Digital medical records, officially known as Electronic Medical Records (EMR's) are going to be a fact of life by 2014. But will they make a difference?
I think they will and the benefits outweigh the risks of abuse. We were able to speak with a representative from Invisible Bracelet (iB) on the podcast a few weeks ago. See Mitigation Journal Podcast edition #180. While iB is not an EMR, it is a way to get your vital information in a "snapshot" view, to those who need to make crucial decisions on your behalf. EMR's, on the other hand are complex living documents that replace (eventually) your entire paper medical record. EMR's will make complete medical information available to those who need it, when and where they need it. Going into an emergency department today (even in your hometown) you'll be seen by a doctor or mid-level provider who has no idea about your medical background and history.
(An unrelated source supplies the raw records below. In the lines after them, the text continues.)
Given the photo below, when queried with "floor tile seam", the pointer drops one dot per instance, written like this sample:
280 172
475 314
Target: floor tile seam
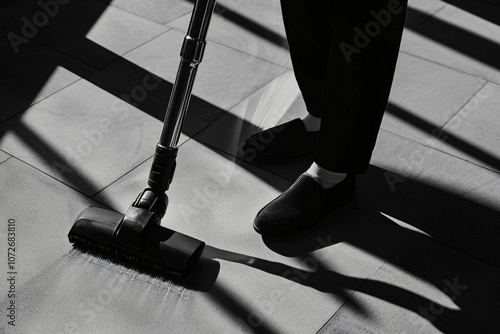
463 105
93 196
337 311
8 158
435 241
440 151
50 176
241 160
363 282
110 4
446 66
93 71
233 48
222 115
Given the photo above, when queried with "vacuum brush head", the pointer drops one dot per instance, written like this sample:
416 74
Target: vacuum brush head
146 242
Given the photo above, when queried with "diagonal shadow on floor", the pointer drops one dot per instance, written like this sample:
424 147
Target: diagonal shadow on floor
370 201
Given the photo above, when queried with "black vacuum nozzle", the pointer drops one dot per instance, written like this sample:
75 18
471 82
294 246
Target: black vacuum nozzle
144 239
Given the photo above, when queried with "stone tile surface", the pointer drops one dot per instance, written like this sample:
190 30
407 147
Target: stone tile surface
473 133
429 7
436 193
263 281
159 11
224 77
278 102
255 28
456 38
427 288
43 210
416 251
82 136
425 96
3 156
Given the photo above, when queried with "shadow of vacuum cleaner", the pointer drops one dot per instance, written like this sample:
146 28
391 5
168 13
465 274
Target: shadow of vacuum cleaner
138 234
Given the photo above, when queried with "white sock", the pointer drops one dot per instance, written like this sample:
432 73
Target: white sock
311 123
326 178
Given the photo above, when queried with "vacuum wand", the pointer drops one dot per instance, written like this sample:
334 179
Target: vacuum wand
138 233
163 167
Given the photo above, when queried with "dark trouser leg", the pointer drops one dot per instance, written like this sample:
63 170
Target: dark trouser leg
352 86
308 32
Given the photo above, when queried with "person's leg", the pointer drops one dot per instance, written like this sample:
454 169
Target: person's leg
308 31
357 85
361 66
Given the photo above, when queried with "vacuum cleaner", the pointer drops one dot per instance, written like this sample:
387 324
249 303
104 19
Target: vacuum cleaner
138 234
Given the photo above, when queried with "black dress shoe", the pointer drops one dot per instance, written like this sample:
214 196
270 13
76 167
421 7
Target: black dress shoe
302 205
283 141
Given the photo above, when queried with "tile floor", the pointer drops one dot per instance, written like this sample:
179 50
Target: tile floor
418 250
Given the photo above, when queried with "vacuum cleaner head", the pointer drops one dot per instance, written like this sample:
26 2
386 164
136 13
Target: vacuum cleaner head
139 235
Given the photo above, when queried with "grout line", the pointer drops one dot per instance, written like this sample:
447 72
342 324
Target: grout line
439 242
445 65
233 48
443 152
119 178
463 106
53 177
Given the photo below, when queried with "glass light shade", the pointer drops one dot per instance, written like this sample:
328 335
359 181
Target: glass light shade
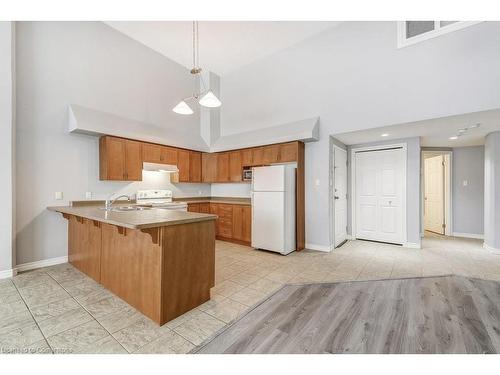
182 108
210 100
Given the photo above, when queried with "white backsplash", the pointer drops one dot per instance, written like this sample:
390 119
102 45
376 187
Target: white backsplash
238 190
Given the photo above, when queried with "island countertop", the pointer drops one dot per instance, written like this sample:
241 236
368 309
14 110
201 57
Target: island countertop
143 219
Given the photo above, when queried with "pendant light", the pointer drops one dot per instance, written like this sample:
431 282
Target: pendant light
206 98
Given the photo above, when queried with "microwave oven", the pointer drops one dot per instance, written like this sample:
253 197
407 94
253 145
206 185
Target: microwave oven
247 174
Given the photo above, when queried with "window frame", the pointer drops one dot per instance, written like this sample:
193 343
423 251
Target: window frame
438 31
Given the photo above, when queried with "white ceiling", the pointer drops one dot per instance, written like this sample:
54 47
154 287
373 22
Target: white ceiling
434 132
224 46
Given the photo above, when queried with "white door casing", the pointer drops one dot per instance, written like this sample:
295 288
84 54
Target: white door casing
340 195
380 195
434 194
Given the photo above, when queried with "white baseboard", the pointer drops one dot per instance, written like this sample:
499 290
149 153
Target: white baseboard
412 245
41 263
468 235
312 246
8 273
491 249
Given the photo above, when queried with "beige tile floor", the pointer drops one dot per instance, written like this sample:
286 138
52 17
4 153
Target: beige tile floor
59 310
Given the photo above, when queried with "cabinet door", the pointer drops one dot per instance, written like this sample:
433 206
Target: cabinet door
235 168
112 158
214 210
183 165
169 155
246 157
193 207
223 167
151 153
204 208
133 161
247 224
271 154
194 166
258 156
288 152
209 167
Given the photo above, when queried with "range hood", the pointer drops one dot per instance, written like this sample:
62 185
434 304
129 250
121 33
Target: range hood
157 167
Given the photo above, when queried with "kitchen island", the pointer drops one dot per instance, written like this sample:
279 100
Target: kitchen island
161 262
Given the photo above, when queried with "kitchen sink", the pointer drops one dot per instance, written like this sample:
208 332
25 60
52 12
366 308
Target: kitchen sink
126 208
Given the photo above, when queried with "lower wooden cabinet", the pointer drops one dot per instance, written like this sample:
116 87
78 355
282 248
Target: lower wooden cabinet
84 246
234 223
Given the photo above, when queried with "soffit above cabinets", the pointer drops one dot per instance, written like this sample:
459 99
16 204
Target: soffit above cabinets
93 122
306 130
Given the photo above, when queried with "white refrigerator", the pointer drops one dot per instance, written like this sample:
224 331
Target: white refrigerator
273 208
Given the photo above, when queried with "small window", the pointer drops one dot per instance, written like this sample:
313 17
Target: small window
410 32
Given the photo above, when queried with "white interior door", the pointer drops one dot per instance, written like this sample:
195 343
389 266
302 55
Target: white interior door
379 189
340 195
434 194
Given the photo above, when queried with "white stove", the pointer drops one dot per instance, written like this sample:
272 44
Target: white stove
161 199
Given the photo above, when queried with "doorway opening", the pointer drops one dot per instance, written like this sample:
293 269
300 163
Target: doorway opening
436 193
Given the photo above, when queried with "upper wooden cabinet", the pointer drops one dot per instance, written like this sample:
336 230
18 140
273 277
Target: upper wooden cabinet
271 154
183 165
194 166
223 167
120 159
235 167
246 157
209 167
288 152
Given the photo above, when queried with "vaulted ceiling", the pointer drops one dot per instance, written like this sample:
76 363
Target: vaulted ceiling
224 45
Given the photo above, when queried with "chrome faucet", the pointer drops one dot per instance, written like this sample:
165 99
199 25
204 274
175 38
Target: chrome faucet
108 204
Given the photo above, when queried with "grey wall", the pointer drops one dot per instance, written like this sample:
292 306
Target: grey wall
492 191
468 201
7 167
412 187
93 65
354 77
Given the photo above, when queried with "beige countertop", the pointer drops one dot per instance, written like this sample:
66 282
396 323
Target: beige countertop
225 200
135 219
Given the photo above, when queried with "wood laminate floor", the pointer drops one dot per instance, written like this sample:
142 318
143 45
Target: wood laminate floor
448 314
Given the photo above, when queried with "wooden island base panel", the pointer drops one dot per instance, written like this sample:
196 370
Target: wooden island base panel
163 271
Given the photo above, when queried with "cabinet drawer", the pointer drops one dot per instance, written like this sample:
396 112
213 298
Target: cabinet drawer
225 211
226 232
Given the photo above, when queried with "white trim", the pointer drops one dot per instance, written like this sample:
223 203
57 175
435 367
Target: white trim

The providers will be, and are, forced to make decisions based on what your or a family member can tell them...then make an interpretation. They also have to order tests that may otherwise be unnecessary if they had access to prior test results via EMR. These two points alone; better information by the ED provider (and presumably accurate diagnosis and treatment...faster) along with decreased ordering of tests (cost savings) get me to buy-in on the use of EMR's. Click here for a related story from MSNBC.com
Lets add to that the use of EMR in the setting of disaster and emergency management. Displaced or evacuated persons during a disaster or crisis situation will need health care of one sort or another. Being moved out of your State or even to the other side of the Nation without your health information would slow the process. But with EMR's medical care providers will be able to "get to know you" and treat you faster...even after evacuation. Also, the everyday use of EMR can save money and time. I have heard many people say they won't visit a new walk-in care center because "my doctor isn't there"...leading to continued use of hospital emergency departments for minor, non-life threats. EMRs would provide that medical history to the walk-in care/urgent care provider as well as adding a level of comfort to the patient. All of these points lead to decreased use of ED's and decreased cost.
Not all of the news surrounding EMR's is good. There is a downside. First, the need for Internet, electricity and infrastructure leave a few weak spots in the plan. As we've talked about in this blog, the possibility of power grid failure and prolonged power outage ranks high on our list of man-made/technological hazards. Without power...no EMR. There are also privacy issues that we all must overcome.